The lawsuit also alleges that Hughes publicly threatened to have the Utah State Auditor, John Dougall, investigate UHSAA finances — even though UHSAA is a private organization falling outside of the purview of the auditor’s oversight — and even though the dispute with Summit had nothing to do with UHSAA’s finances.
“Hughes was upset by specific adverse decisions of a private entity and sought to punish the UHSAA by placing it under state legislative control,” the complaint states.
The Utah House of Representatives approved a bill to impose oversight on UHSAA on March 6, with the Utah Senate approving the bill on March 9. That bill was eventually codified as Utah Code Annotated, Section 53A-1-1601-1605.
“[The act] was written expressly to bring the UHSAA — a private, non-profit corporation — under state regulatory control, even going so far as to describe the UHSAA as an ‘agency,’” the complaint alleges. “Because these rules and this legislation specifically burden UHSAA without applying similar burdens to any other private, non-profit corporation, they constitute unlawful special legislation in violation of Article 6, Section 26 of the Utah Constitution ... and violates Article 1, Section 22 of the Utah Constitution.”
The new law also subjects UHSAA — and only UHSAA — to the Open Public Meetings Act, the Governmental Records Act and the Utah Public Officers’ and Employees’ Ethics Act.
“In the past, these provisions have been applied exclusively to state agencies,” the complaint alleges. “No other private, non-profit entity in the state is subject to these regulatory provisions.”
As an example, UHSAA cites other non-profits with a similar scope and mission — such as the Utah School Nurse Association, the Utah High School Rodeo Association and the Utah Education Association — as groups not subjected to such oversight.
The new law also dismantled UHSAA’s existing 32-member governing board and created a 15-member board —with restrictions on who can serve on the board.
“Many members of the UHSAA are private schools.

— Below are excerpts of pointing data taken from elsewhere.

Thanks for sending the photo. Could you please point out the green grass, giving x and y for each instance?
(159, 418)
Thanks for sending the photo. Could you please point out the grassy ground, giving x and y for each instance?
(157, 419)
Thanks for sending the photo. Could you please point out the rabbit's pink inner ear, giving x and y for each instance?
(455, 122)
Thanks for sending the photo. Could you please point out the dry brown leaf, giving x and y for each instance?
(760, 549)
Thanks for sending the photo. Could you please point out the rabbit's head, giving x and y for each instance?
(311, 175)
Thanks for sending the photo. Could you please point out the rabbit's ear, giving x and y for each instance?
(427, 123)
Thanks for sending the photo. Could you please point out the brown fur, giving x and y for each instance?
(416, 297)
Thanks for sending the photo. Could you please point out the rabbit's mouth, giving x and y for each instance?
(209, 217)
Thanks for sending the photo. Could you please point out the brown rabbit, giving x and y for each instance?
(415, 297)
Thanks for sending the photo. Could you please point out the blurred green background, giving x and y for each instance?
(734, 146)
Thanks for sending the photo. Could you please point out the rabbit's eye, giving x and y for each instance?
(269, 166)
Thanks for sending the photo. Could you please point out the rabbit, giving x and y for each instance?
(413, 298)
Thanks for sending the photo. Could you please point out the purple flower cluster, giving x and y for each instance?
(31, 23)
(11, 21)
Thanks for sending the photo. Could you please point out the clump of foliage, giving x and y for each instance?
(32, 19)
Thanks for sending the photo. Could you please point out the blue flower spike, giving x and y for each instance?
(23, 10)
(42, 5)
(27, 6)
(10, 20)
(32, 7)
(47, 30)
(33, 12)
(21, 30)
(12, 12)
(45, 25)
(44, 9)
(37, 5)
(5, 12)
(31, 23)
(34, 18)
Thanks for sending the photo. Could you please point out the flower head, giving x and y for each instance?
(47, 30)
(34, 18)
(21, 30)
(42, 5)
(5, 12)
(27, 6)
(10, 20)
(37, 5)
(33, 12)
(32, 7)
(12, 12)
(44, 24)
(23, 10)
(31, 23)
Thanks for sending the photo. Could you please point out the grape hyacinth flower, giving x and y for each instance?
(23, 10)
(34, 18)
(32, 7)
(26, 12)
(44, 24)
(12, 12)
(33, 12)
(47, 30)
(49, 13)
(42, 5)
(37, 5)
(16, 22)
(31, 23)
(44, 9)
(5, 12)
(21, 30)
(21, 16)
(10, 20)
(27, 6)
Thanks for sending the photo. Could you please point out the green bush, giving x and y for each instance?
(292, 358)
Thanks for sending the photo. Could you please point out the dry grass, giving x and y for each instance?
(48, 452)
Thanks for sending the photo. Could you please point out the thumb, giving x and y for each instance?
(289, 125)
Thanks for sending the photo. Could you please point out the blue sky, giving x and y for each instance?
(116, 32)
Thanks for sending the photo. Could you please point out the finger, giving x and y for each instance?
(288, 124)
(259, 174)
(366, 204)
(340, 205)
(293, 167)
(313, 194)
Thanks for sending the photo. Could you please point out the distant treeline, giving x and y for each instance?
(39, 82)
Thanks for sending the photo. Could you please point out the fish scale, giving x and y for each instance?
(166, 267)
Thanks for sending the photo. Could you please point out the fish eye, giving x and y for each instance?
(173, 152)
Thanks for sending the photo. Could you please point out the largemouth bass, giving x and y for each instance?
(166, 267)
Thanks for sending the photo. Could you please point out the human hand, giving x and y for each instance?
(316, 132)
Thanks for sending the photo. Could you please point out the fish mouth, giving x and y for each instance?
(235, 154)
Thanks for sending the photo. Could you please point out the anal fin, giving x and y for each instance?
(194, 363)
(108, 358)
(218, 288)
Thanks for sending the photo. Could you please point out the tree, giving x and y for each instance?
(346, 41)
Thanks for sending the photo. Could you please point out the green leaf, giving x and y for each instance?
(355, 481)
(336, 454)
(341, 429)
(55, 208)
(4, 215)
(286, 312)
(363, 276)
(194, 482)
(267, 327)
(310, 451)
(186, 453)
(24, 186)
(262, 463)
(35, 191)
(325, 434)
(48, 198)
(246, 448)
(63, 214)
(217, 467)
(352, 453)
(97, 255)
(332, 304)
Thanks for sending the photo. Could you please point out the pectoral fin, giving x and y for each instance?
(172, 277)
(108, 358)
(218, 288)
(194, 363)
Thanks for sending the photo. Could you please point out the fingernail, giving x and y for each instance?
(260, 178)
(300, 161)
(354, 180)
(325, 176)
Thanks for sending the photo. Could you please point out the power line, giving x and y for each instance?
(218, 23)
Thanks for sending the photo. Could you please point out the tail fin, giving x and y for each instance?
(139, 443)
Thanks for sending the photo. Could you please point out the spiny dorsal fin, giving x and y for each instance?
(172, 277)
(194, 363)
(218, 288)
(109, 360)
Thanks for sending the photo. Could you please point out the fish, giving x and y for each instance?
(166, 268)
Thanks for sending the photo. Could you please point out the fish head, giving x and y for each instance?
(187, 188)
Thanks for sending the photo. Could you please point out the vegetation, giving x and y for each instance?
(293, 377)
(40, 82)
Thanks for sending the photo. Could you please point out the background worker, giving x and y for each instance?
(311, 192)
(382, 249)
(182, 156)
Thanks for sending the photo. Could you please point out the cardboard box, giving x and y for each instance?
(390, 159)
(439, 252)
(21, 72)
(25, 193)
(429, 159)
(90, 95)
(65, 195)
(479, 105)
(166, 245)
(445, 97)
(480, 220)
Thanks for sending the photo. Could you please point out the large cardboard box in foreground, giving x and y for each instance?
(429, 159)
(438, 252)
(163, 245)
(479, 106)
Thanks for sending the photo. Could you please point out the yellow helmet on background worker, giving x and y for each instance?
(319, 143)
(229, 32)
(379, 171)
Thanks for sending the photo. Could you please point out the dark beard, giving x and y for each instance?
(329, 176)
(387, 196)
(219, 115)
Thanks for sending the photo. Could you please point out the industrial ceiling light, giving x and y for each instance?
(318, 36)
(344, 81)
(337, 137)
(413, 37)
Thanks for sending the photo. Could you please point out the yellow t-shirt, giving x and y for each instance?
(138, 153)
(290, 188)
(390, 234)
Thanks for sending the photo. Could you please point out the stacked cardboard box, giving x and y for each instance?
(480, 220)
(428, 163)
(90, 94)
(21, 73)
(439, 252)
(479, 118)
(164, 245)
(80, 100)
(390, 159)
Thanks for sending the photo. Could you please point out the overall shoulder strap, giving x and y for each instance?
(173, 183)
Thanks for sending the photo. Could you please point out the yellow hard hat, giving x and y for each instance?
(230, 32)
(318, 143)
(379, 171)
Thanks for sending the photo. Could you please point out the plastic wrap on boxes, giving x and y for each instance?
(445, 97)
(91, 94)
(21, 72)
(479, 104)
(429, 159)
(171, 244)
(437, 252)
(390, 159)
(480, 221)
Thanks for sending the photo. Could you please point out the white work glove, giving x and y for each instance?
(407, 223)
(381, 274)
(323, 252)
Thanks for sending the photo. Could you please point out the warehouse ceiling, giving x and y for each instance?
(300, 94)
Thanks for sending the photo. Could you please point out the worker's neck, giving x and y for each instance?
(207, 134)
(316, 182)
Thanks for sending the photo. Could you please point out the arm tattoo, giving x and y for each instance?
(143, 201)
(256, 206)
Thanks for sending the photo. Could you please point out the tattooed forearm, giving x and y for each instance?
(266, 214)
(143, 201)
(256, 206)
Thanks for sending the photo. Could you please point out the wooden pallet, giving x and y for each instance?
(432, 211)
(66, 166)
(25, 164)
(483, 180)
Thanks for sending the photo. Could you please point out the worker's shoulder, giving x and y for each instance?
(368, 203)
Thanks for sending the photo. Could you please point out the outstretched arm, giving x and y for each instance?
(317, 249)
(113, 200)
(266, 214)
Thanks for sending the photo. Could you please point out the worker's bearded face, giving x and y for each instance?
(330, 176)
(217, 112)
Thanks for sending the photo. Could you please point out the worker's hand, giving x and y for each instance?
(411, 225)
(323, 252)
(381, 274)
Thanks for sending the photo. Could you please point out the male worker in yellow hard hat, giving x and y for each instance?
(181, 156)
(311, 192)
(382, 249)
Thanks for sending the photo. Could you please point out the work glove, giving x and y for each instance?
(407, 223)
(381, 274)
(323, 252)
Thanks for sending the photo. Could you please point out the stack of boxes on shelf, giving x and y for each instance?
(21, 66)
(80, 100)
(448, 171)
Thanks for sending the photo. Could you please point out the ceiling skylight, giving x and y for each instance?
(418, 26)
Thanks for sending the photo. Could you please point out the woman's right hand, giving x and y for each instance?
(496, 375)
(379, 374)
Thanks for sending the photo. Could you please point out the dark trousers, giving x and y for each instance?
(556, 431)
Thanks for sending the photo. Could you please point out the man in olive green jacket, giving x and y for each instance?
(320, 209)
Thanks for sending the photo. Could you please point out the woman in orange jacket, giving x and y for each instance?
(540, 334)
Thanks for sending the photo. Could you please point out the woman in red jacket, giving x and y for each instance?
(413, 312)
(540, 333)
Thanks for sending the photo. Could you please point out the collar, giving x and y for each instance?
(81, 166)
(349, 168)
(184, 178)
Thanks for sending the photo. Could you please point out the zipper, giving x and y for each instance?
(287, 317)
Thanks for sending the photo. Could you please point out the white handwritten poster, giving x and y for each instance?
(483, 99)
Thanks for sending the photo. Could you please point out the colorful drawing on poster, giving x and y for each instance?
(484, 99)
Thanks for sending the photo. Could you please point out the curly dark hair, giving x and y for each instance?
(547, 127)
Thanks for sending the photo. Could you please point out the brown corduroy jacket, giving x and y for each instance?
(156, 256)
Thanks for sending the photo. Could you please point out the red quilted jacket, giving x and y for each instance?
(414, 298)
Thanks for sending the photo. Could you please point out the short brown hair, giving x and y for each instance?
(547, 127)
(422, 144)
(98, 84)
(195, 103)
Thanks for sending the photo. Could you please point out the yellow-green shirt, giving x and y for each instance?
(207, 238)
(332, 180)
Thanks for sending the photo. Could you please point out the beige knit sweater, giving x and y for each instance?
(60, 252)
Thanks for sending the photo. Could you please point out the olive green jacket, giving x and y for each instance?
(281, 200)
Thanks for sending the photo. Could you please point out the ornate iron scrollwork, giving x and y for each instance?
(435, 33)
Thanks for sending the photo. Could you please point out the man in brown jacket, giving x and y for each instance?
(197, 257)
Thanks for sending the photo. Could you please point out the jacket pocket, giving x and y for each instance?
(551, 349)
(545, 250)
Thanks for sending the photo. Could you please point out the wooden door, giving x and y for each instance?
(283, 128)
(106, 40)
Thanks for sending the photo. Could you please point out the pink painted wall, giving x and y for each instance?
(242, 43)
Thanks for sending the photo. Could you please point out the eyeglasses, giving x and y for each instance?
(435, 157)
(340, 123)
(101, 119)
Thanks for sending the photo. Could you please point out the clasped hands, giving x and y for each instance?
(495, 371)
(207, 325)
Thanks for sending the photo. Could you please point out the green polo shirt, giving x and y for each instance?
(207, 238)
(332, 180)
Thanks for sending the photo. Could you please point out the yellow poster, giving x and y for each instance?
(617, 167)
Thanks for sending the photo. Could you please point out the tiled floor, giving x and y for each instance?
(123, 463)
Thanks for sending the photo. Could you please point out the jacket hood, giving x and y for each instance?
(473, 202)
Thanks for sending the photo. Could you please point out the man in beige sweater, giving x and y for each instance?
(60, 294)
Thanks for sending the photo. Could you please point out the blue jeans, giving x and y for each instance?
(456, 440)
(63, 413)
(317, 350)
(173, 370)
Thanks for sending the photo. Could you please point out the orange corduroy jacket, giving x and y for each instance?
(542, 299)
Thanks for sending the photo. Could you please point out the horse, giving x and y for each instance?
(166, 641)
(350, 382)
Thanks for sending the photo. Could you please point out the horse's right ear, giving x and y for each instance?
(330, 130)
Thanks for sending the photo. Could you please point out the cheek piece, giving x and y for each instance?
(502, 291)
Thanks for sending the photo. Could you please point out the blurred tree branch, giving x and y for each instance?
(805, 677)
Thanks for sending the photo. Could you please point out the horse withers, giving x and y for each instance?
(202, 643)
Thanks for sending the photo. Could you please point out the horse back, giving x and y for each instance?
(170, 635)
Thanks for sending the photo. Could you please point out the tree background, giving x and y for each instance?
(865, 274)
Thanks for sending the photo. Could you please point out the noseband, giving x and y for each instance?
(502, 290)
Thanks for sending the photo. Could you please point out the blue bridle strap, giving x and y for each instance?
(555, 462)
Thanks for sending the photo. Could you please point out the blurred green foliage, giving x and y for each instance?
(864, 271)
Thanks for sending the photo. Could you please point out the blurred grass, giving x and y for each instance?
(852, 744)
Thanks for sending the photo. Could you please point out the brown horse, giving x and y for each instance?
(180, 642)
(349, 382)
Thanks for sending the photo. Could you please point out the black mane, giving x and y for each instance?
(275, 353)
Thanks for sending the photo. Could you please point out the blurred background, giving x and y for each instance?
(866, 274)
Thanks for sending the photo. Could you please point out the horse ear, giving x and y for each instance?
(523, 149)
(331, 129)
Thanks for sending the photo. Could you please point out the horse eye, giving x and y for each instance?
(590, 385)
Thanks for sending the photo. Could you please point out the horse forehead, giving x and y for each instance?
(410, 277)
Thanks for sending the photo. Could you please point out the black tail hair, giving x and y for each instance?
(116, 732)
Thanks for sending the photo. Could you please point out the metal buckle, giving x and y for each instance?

By subjecting a private, non-profit corporation to the requirements of Utah’s open meetings and open records laws, by dismantling the 32-member governing board, and by creating a state-run entity to adjudicate the decisions of a private, non-profit corporation, the state is damaging the contractual rights of UHSAA and its members and denying them the benefit of their bargain,” the complaint states.